As Financial Secretary Paul Chan Mo-po recovers from his own bout of Covid-19 and returns home, we can only hope his influence on the government can help steer us back to being an open and efficient city that truly welcomes visitors and business. No more tricks of mixed and changing messages, or free airline tickets. Let’s give back to the world and our own people the treat we deserve: a city open to all.

Bob Partridge, Tung Chung

Pet owners must realise better care equals higher costs

I was disappointed that the report, “Rise in complaints over hidden fees charged by vets” (October 18), did not include the point of view of a practising veterinarian. Dealing with sick pets, especially in an emergency situation, is an emotionally charged event.

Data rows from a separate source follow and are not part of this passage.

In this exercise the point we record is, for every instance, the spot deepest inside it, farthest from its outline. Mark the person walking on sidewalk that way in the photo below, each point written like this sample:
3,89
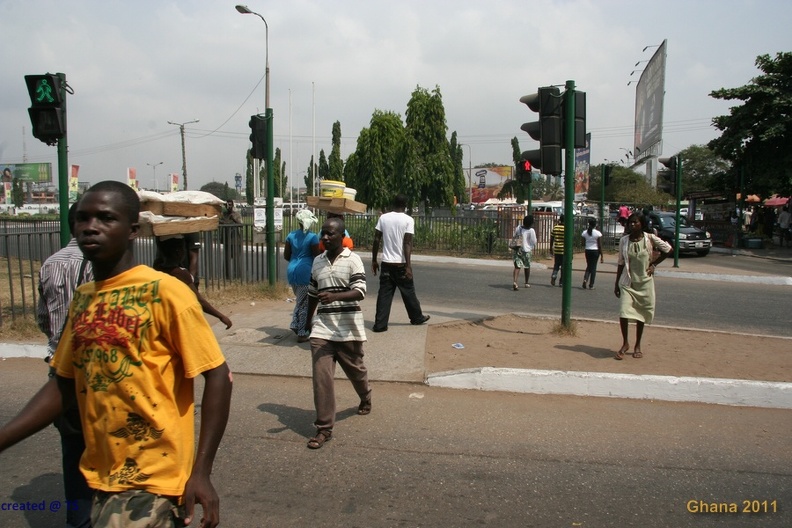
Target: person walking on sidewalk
134,341
59,276
557,243
522,255
592,241
300,248
338,284
394,231
635,279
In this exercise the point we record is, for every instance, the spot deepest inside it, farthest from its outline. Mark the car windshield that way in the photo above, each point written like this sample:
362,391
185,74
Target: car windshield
670,222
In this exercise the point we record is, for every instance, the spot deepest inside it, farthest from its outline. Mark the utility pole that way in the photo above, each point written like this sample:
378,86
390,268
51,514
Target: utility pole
184,152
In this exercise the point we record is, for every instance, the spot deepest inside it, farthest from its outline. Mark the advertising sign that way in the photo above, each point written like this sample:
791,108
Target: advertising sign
32,172
649,96
582,163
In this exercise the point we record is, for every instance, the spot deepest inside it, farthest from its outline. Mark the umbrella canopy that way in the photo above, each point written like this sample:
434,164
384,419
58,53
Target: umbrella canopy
776,201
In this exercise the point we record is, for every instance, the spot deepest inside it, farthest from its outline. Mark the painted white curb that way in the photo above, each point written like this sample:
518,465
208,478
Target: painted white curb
9,350
775,395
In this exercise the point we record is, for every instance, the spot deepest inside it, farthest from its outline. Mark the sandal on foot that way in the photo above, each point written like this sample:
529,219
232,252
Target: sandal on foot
364,408
322,436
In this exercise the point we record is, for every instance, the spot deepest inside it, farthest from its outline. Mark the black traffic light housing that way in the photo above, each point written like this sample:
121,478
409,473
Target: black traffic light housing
666,180
48,107
258,136
549,130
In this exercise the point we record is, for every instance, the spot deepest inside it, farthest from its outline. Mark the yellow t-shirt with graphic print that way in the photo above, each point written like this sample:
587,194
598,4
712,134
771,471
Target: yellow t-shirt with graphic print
133,345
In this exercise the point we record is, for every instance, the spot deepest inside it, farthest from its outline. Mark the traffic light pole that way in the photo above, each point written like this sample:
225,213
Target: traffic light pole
271,249
63,171
678,185
569,199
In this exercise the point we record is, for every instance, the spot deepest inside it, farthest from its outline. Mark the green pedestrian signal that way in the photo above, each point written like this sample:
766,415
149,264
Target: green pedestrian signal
48,106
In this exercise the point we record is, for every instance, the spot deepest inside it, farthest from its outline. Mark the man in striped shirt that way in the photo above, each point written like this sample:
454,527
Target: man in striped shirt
557,242
338,284
59,276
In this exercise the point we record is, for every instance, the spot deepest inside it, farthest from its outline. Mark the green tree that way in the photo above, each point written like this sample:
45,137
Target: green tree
757,134
428,170
704,170
18,192
375,167
335,161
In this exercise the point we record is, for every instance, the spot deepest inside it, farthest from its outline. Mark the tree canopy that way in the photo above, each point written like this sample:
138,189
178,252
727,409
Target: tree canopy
757,135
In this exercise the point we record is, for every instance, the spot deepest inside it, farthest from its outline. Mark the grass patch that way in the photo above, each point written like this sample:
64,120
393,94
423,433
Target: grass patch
235,292
561,330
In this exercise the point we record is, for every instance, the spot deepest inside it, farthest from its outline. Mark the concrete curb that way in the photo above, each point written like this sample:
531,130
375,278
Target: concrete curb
9,350
775,395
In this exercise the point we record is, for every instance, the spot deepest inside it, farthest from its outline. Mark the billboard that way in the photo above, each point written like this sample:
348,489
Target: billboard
582,163
649,95
32,172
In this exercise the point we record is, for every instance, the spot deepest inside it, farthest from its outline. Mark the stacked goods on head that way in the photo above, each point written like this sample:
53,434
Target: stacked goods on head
178,213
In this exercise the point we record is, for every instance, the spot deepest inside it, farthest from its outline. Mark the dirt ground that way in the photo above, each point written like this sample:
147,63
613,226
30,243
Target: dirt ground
512,341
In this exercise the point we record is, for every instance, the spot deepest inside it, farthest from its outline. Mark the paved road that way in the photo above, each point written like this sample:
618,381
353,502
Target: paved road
436,457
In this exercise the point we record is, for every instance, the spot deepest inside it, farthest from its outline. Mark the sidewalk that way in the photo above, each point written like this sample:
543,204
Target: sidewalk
261,343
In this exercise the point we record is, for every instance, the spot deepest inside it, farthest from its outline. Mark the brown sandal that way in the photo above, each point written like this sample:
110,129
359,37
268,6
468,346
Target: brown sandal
322,436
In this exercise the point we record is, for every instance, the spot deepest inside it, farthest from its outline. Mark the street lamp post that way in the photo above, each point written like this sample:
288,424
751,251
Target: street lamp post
184,151
154,167
470,171
245,10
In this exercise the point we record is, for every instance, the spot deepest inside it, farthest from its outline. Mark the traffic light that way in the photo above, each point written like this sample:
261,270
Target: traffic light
548,130
258,136
48,107
666,180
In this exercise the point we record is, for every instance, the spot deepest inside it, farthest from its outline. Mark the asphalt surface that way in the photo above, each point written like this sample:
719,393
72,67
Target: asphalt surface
431,456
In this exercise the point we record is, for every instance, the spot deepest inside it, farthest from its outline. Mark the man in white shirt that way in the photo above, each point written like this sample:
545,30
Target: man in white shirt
395,231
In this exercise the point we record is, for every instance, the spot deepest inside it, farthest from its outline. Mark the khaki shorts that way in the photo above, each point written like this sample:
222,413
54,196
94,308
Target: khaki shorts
136,509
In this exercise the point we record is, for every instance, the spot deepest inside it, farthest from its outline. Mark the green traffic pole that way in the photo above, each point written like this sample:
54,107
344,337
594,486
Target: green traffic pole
271,257
569,196
63,171
678,178
602,197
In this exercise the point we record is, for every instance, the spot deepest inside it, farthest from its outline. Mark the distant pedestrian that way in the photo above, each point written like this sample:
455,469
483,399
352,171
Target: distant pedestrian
783,224
635,280
59,276
557,243
300,248
170,255
231,236
395,230
522,255
592,242
338,284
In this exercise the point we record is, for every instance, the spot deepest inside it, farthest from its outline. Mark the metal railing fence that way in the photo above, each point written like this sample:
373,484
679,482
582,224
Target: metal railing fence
237,253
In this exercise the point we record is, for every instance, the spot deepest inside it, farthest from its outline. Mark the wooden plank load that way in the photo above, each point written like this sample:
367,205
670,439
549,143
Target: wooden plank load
336,205
178,213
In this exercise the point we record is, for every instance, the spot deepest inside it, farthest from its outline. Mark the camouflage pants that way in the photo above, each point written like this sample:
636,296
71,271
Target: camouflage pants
135,509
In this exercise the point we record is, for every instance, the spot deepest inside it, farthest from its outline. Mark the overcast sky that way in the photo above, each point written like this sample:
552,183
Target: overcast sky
135,65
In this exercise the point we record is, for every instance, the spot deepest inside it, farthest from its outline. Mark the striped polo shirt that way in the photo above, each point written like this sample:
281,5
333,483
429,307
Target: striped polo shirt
338,321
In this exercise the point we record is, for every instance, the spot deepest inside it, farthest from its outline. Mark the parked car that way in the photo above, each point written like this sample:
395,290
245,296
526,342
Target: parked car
691,238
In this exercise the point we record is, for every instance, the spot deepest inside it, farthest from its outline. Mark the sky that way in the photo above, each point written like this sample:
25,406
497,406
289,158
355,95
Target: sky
135,66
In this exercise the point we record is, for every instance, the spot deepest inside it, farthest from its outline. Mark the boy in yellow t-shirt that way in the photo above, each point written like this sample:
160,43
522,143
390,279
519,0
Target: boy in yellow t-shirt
135,340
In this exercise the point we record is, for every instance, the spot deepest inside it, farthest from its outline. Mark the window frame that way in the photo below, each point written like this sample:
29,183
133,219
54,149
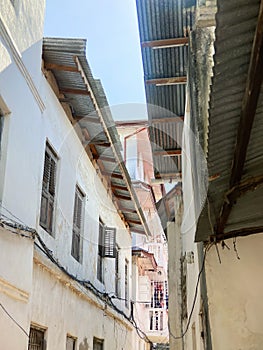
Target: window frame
49,187
38,330
98,342
74,342
77,224
100,257
126,283
117,272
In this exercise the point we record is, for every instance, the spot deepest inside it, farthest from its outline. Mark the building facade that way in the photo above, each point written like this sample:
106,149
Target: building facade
150,255
66,258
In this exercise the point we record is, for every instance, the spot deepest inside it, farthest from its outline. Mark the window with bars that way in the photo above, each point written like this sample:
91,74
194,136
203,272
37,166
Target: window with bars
106,247
158,294
100,259
117,273
48,190
126,283
71,343
98,344
156,320
76,246
36,339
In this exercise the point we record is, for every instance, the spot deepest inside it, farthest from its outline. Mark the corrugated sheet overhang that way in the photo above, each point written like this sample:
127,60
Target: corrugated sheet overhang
236,23
161,21
66,58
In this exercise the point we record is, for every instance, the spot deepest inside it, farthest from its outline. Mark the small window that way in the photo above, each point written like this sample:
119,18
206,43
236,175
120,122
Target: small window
100,259
48,190
158,294
36,339
126,283
117,272
98,344
106,247
76,247
71,343
156,320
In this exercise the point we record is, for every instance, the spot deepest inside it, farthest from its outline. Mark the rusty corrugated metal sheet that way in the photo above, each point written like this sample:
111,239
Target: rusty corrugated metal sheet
63,53
164,19
235,28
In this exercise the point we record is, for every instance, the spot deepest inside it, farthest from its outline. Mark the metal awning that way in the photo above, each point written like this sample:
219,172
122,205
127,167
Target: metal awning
66,58
164,27
235,136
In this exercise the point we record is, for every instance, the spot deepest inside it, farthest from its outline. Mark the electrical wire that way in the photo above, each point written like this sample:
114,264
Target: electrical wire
12,318
105,297
195,296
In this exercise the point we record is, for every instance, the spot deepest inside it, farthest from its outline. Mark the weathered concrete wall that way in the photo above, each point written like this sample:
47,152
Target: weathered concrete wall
59,305
16,263
235,290
35,117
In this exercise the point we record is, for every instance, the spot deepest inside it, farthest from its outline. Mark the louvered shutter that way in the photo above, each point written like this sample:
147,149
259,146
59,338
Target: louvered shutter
77,222
101,240
48,190
109,242
52,177
46,173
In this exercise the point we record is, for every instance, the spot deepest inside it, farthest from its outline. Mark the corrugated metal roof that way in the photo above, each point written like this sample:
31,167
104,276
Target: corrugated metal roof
158,20
66,58
235,27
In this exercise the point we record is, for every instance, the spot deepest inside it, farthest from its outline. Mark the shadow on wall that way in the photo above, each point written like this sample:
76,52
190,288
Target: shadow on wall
84,345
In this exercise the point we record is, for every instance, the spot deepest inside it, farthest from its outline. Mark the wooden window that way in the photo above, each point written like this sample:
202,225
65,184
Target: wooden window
36,339
117,272
98,344
48,190
106,247
126,283
71,343
156,320
100,260
157,291
76,247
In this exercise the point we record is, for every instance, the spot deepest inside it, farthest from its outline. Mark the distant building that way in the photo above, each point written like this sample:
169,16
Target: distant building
65,224
150,256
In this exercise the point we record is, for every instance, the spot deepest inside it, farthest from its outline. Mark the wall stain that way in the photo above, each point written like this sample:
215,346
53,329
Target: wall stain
84,345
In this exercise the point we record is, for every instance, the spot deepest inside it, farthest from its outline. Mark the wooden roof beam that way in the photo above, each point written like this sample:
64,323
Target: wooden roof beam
248,111
87,119
119,187
54,66
165,43
120,196
167,81
168,152
74,91
113,175
174,119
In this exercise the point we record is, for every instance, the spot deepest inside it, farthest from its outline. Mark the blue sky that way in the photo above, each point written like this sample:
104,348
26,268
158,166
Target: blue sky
113,50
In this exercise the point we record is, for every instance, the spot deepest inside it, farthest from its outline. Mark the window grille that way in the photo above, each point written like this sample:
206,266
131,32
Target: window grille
71,343
117,273
100,260
157,299
156,320
36,339
48,190
77,225
126,282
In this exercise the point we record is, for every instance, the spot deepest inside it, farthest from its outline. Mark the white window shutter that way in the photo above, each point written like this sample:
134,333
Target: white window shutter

Despite veterinarians verbally explaining and having written consent forms for procedures and costs, an emotional client often just wants “anything done to save my pet”. The cost consequence of this comes later.

Veterinarians truly want to save and help animals and do their best to assist their owners in doing the same. As a long-term general practitioner, I still genuinely enjoy working with people and their pets, which are part of their family, assisting people in caring for their pets the best they can and taking into consideration what they can afford. Cost constraints in treatment must always be considered and discussed.

People forget that veterinary clinics have to be run as a business or they will close. Veterinarians are professionals who study for many years at university and work long hours in demanding conditions. The financial return is poor compared to some other professions. Vets are often expected to give their time away for free 24/7 “because they love animals”. This comes at a cost, especially for the mental well-being of veterinarians.

The level of veterinary skill, facilities and expertise in Hong Kong has grown exponentially in the 27 years I have been practising here. The pet-owning public have to realise that better care equals higher costs. There are no government subsidies for veterinarians or pet owners, who are both subject to market forces. Rent, salaries, import of specialised medications and equipment all cost money.

My advice to the pet-owning public is that, as with any professional relationship, a pet owner needs to know and trust their veterinarian. If you don’t, then choose another veterinarian. Mutual respect, trust and communication will eliminate any of these “cost” issues in caring for your pet.